Debate Team Engages Lively Topic
The Pelicans took third place in the Novice two-person team category and second and third place in the Novice four-person team category at the Loomis Chaffee Debate Tournament held on campus on January 23.
Sophomores Artem Gagushin and Oliver Zhang (three wins, 511 points) finished third as a two-person team. In the four-person division, the team of sophomore Nina Cushman, sophomore Jake Delcampe, junior Ethan Song, and junior Adi Verma (five wins, 1013) finished second, and the team of Artem, Oliver, sophomore Victoria Amador, and sophomore Cindy Lin (five wins, 1002) placed third.
There were 14 teams in the tournament, the first time that Loomis held a debate event in person since January 2020.
During the day, all competitors were required to debate both sides of a policy resolution released the morning of the debate. Each debater was given a packet of articles.
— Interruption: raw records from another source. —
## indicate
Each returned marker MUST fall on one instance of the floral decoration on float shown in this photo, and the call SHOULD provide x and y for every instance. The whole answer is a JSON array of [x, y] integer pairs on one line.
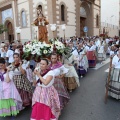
[[36, 49]]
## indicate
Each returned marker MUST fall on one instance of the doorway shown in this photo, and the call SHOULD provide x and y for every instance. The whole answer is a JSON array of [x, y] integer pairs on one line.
[[10, 32], [82, 25]]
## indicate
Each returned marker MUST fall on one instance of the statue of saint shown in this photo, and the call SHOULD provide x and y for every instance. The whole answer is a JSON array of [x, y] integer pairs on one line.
[[41, 22]]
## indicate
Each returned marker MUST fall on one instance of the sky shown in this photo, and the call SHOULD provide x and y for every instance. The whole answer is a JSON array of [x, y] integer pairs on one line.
[[110, 11]]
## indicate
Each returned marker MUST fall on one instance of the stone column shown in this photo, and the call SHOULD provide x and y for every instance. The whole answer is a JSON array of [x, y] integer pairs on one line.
[[77, 17], [14, 19], [51, 4]]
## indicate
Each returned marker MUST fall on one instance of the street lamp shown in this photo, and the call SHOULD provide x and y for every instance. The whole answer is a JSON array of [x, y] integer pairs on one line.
[[63, 28], [18, 31], [36, 31], [53, 28]]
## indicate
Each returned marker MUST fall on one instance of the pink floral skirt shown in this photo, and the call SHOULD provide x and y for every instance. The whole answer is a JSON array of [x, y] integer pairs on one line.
[[45, 103], [41, 112]]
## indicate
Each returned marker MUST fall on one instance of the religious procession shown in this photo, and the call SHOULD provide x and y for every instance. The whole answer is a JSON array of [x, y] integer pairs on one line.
[[42, 73]]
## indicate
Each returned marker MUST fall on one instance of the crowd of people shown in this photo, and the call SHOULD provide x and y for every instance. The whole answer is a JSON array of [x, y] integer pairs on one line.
[[46, 84]]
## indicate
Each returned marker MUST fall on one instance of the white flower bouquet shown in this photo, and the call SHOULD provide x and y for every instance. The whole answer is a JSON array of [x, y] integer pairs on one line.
[[38, 49]]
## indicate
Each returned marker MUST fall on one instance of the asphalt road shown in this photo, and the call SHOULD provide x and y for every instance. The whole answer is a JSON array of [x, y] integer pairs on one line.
[[87, 102]]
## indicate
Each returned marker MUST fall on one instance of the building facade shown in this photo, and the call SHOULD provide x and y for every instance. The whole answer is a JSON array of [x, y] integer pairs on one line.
[[76, 14], [110, 17]]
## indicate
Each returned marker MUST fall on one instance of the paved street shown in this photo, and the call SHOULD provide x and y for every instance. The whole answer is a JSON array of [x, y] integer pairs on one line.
[[87, 102]]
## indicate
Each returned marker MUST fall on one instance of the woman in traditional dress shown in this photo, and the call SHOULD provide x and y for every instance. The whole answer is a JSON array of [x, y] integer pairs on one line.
[[45, 101], [23, 85], [114, 86], [91, 54], [71, 79], [82, 61], [10, 100], [101, 52], [59, 71]]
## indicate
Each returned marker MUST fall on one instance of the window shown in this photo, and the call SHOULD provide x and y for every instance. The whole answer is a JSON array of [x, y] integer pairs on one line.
[[40, 7], [62, 13], [23, 14], [97, 21]]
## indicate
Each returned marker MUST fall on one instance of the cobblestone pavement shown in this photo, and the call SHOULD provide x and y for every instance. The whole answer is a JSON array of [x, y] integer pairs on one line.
[[87, 102]]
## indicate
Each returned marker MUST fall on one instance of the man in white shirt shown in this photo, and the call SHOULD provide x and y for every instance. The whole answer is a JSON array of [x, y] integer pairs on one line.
[[10, 53]]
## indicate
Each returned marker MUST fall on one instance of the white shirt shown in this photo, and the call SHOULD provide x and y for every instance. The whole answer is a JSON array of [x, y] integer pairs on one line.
[[10, 56], [50, 73], [107, 41], [60, 70], [116, 61]]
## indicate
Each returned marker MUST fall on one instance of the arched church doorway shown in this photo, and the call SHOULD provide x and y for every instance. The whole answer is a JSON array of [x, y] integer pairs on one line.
[[83, 17], [9, 34], [86, 18]]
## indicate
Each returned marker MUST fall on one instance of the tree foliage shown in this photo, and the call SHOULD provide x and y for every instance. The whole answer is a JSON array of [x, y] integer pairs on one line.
[[2, 28]]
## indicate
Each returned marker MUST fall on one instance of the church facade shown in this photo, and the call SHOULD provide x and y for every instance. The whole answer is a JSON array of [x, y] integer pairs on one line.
[[75, 14]]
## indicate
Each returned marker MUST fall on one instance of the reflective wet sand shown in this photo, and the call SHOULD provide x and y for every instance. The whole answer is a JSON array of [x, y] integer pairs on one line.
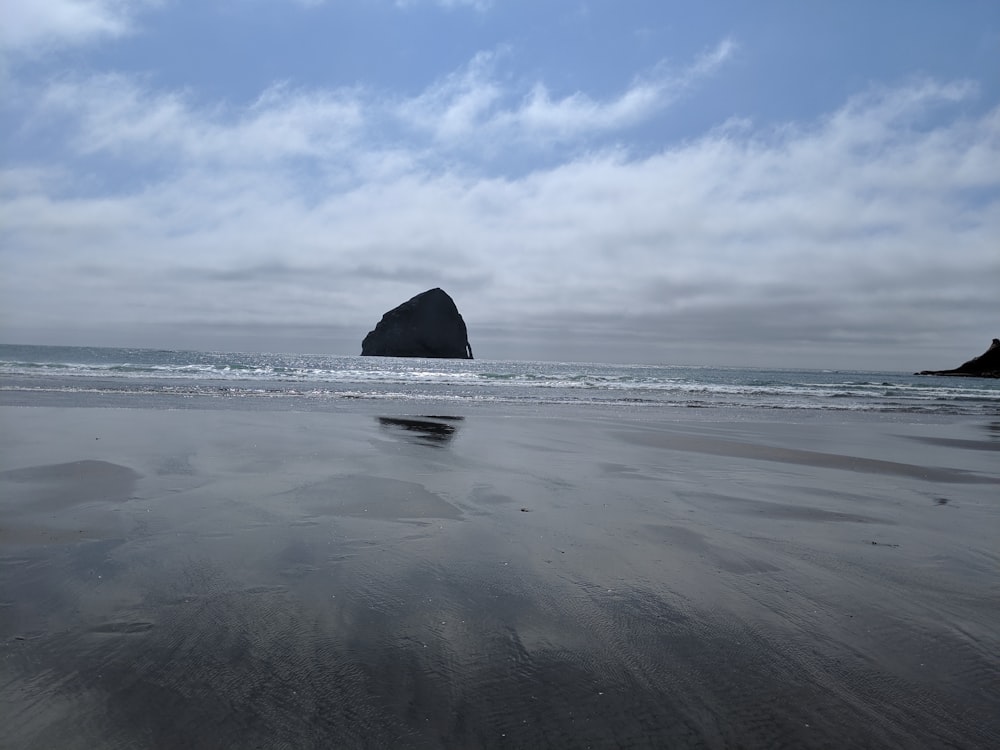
[[569, 579]]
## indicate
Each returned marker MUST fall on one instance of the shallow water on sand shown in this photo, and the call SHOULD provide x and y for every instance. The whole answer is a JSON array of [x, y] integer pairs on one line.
[[552, 578]]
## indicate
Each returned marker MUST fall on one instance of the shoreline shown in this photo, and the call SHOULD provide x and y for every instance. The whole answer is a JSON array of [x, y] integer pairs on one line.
[[418, 577]]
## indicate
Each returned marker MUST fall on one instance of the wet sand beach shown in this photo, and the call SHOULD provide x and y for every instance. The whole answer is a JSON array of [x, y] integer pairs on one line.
[[552, 577]]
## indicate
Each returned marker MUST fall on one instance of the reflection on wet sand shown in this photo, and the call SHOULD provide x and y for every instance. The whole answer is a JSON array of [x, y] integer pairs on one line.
[[346, 590], [430, 430]]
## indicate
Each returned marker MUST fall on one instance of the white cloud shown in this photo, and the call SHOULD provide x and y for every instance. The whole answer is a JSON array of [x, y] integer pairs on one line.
[[30, 27], [472, 106], [856, 227], [116, 115]]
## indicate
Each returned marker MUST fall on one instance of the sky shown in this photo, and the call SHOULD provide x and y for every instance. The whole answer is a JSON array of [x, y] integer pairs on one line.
[[787, 184]]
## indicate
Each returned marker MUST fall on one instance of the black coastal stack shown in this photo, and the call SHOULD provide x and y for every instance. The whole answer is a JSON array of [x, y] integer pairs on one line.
[[986, 365], [429, 325]]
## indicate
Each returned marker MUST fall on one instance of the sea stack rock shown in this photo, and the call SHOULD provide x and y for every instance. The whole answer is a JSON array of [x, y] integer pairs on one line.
[[986, 365], [429, 325]]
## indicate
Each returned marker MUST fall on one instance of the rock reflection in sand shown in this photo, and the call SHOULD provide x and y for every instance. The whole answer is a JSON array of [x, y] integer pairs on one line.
[[430, 430]]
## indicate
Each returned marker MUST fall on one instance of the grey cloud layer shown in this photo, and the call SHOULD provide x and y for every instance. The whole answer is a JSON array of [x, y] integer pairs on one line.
[[875, 224]]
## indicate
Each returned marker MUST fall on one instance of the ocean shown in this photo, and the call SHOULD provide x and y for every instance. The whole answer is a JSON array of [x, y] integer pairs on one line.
[[30, 375], [231, 550]]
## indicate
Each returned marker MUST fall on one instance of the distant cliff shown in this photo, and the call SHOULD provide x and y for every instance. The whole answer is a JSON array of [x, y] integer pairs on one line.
[[986, 365], [429, 325]]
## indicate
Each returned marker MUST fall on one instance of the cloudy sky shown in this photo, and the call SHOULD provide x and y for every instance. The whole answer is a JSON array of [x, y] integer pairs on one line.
[[788, 183]]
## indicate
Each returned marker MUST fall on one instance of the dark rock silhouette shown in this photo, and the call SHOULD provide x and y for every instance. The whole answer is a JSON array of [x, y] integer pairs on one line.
[[429, 325], [986, 365]]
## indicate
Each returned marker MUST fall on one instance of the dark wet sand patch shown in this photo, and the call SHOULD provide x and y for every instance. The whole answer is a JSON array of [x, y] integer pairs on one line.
[[649, 599]]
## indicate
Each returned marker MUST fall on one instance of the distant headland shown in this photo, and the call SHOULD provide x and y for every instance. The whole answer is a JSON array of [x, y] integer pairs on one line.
[[428, 325], [986, 365]]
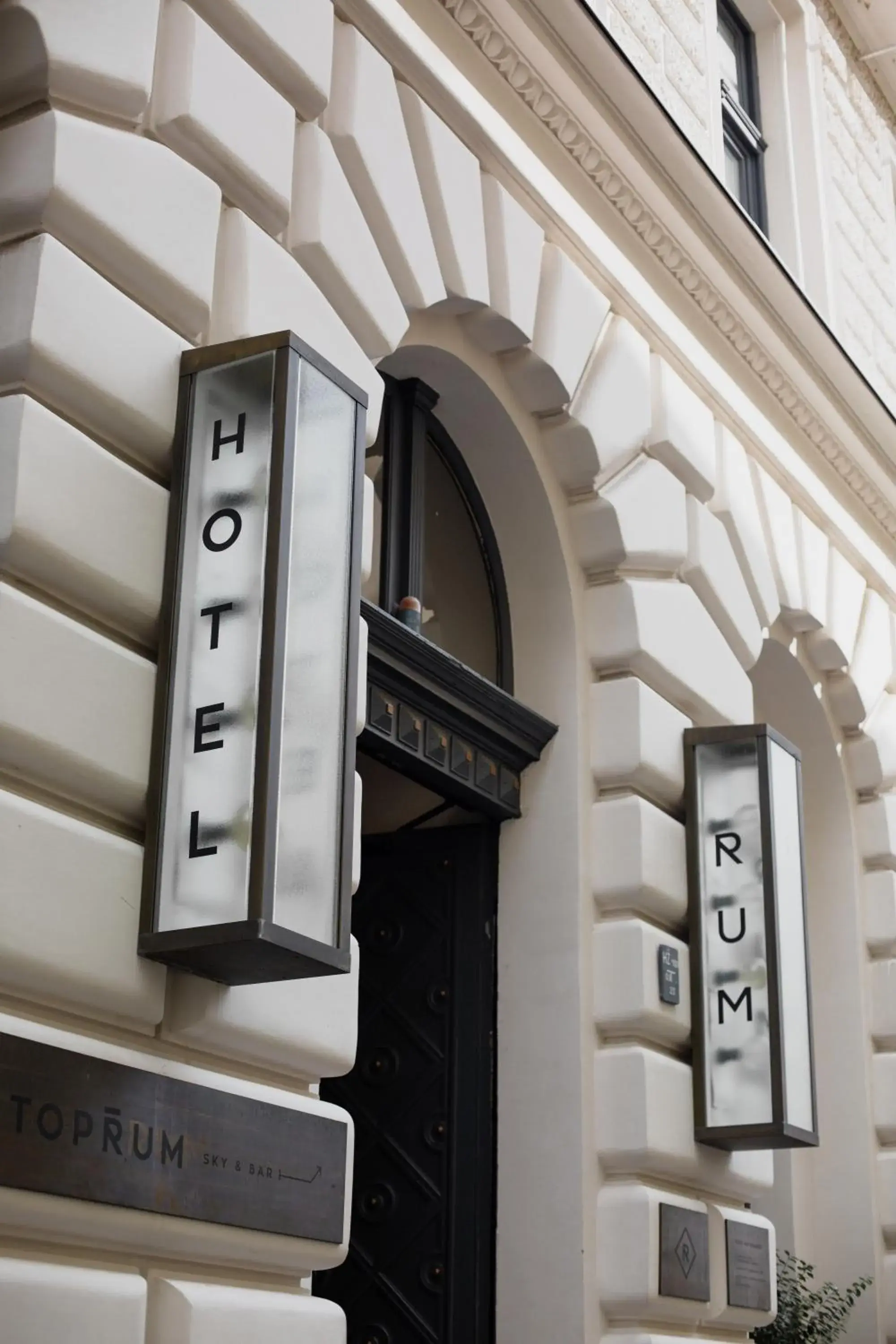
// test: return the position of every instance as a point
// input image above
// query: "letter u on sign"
(754, 1076)
(248, 875)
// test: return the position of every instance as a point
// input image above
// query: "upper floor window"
(436, 561)
(743, 142)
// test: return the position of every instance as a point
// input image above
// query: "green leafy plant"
(808, 1315)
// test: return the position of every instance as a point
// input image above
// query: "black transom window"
(743, 143)
(436, 561)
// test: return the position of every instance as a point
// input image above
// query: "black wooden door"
(420, 1269)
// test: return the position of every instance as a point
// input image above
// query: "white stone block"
(222, 116)
(845, 597)
(100, 60)
(132, 209)
(366, 125)
(879, 909)
(569, 319)
(70, 894)
(735, 504)
(217, 1314)
(306, 1029)
(876, 831)
(663, 633)
(883, 1077)
(715, 576)
(872, 664)
(644, 1124)
(626, 980)
(780, 522)
(683, 433)
(330, 238)
(291, 45)
(629, 1256)
(361, 711)
(638, 859)
(41, 1301)
(887, 1194)
(872, 754)
(260, 288)
(513, 242)
(76, 710)
(82, 347)
(883, 1003)
(847, 706)
(636, 740)
(610, 413)
(638, 522)
(813, 550)
(737, 1318)
(888, 1296)
(452, 183)
(78, 522)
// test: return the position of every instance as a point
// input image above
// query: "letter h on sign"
(249, 858)
(753, 1047)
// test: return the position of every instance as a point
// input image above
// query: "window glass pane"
(734, 174)
(728, 58)
(374, 471)
(457, 599)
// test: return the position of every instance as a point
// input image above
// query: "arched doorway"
(824, 1203)
(441, 760)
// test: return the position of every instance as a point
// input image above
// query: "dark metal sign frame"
(254, 949)
(778, 1132)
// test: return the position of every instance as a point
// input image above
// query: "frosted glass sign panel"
(314, 711)
(735, 1004)
(754, 1082)
(250, 818)
(214, 695)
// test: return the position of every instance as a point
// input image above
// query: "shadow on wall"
(824, 1199)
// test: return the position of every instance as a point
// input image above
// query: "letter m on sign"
(735, 1003)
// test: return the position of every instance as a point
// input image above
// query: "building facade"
(618, 280)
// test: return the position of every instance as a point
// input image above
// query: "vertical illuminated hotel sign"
(753, 1047)
(252, 799)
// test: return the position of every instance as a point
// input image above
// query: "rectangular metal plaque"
(82, 1127)
(668, 967)
(684, 1253)
(749, 1265)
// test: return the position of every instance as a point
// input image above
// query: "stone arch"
(543, 996)
(824, 1201)
(688, 549)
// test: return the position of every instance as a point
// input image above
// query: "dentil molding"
(550, 109)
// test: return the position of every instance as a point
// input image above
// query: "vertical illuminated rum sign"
(252, 812)
(753, 1047)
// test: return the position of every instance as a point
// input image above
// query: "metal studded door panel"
(420, 1265)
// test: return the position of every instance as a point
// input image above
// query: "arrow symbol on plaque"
(306, 1180)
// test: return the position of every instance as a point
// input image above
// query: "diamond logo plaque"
(684, 1253)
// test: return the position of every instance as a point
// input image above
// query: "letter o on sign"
(236, 529)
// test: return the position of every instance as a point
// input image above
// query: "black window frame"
(741, 116)
(408, 425)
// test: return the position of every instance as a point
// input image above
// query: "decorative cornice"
(516, 70)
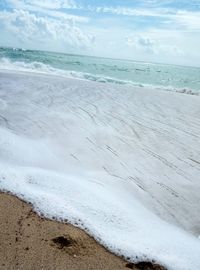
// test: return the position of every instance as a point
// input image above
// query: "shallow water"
(119, 161)
(170, 77)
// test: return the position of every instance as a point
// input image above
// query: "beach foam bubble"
(117, 162)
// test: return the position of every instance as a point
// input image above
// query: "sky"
(147, 30)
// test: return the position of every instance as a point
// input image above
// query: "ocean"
(104, 147)
(167, 77)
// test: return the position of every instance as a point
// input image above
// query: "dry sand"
(29, 242)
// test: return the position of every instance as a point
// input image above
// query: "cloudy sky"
(145, 30)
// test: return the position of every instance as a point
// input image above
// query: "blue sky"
(147, 30)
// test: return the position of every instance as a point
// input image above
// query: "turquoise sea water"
(170, 77)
The resolution for the tournament was a timely one: “A.I.-generated writing like ChatGPT and other dialogue-based AI chatbots should be banned in schools.”
In a New York Times article given to debaters, there was a conclusion that today’s students will graduate into a world full of generative artificial intelligence (AI) programs, and they will need to know how to use them. “To be good citizens, they’ll need hands-on experience to understand how this type of AI works, what types of bias it contains, and how it can be used and weaponized,” the article stated. “This adjustment won’t be easy. Sudden technological shifts rarely are. But who better to guide students into this strange new world than their teachers?”
In another article, this one from Business Insider, a college professor spoke about a student turning in an AI-generated essay that had red flags. “Word by word it was a well-written essay,” the professor noted. But he grew suspicious when he noticed a claim that “made no sense” and was “just flatly wrong.”
AI chatbots — a topic that makes for a robust debate. It certainly did at the Loomis Chaffee Debate Tournament.
Michelle Ruffle, a faculty advisor for the Loomis debate team, said the day-long event went well. “The topic was interesting, and the students were all engaged. The arguments against the ban tended to focus on a lack of adequate systems to support a ban and the need to embrace AI and technology in an ever-changing world.”